Pros and cons of 2020 resolutions: chancellor and students discuss

Some may see their resolutions through, while others watch resolutions fizzle out by February

Inevitably, an abundance of resolutions are made at the start of each new year — for some, resolutions can be as broad as ‘study harder’ or ‘be kinder.’ For others, resolutions are more specific or work toward a desired outcome, such as kicking a daily Starbucks habit or engaging in self-reflection once a week. 

Research statistics show that many resolutions made are fitness or health related, followed by money and mental wellness resolutions. Most New Year’s resolutions, however, are not kept for 12 months — in fact, according to the research, more than 80% of resolutions fail by February. 

While many choose to set goals for themselves, others do not find purpose in creating resolutions — including UC Davis Chancellor Gary May, who does not believe in New Year’s resolutions.

“From a personal standpoint, I have never been a big believer in New Year’s resolutions,” May said via email. “However, my daily goals are also applicable to a longer-term perspective.

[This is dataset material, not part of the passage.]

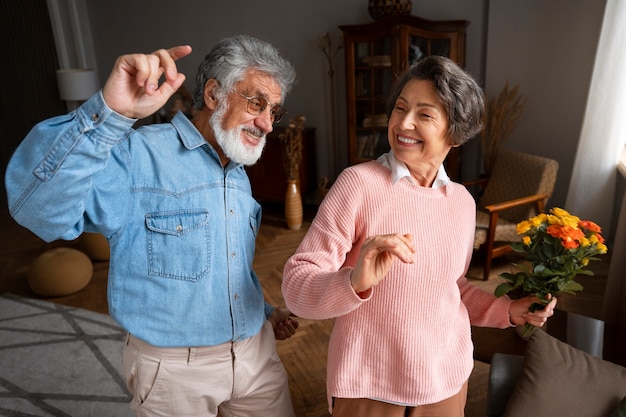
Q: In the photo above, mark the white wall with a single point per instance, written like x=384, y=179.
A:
x=294, y=26
x=548, y=47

Those are to learn something, help people, and try to make the world better. This is what I resolve to continue to do in 2020 and beyond.”

In response to whether or not she sets New Year’s resolutions every year, Ching Sun, a second-year chemical engineering major, said “no.” 

“I don’t [set resolutions every year],” Sun said. “Sometimes I would set goals for myself throughout the year instead of making a list at the beginning of the year. When I make New Year’s resolutions, they usually last about two or three months and then they go on and off.”

Sun noted that she looks to the previous year to see what she could improve upon in the coming year — “This year, I want to put a lot more effort into school and I want to learn to manage my money,” Sun said. 

As Chancellor, May has high ambitions for UC Davis in 2020.

“We expect to make significant progress on many fronts, including empowering students to be agents of their own success, making discoveries that address societal challenges, raising the status and international visibility of our university, serving the regional and state communities, and generating research and philanthropic resources to accomplish these goals,” May said. “The specific framework for how we address these objectives in 2020 and the coming decade is best summarized in our strategic plan, ‘To Boldly Go.’”

In summary, ‘To Boldly Go’ addresses how the university strides to guide itself “to new heights of distinction” and “maximize opportunities as a driver of innovation and economic growth for the public good,” with five strategic plan goals, following its responsibilities as a public land-grant university.

Whether or not students maintain their resolutions is a personal decision, and everyone has a different method of self-motivation. Given trends, however, it seems that more ambitious goals may burn out quickly — something students may or may not want to take into account when planning out their 2020.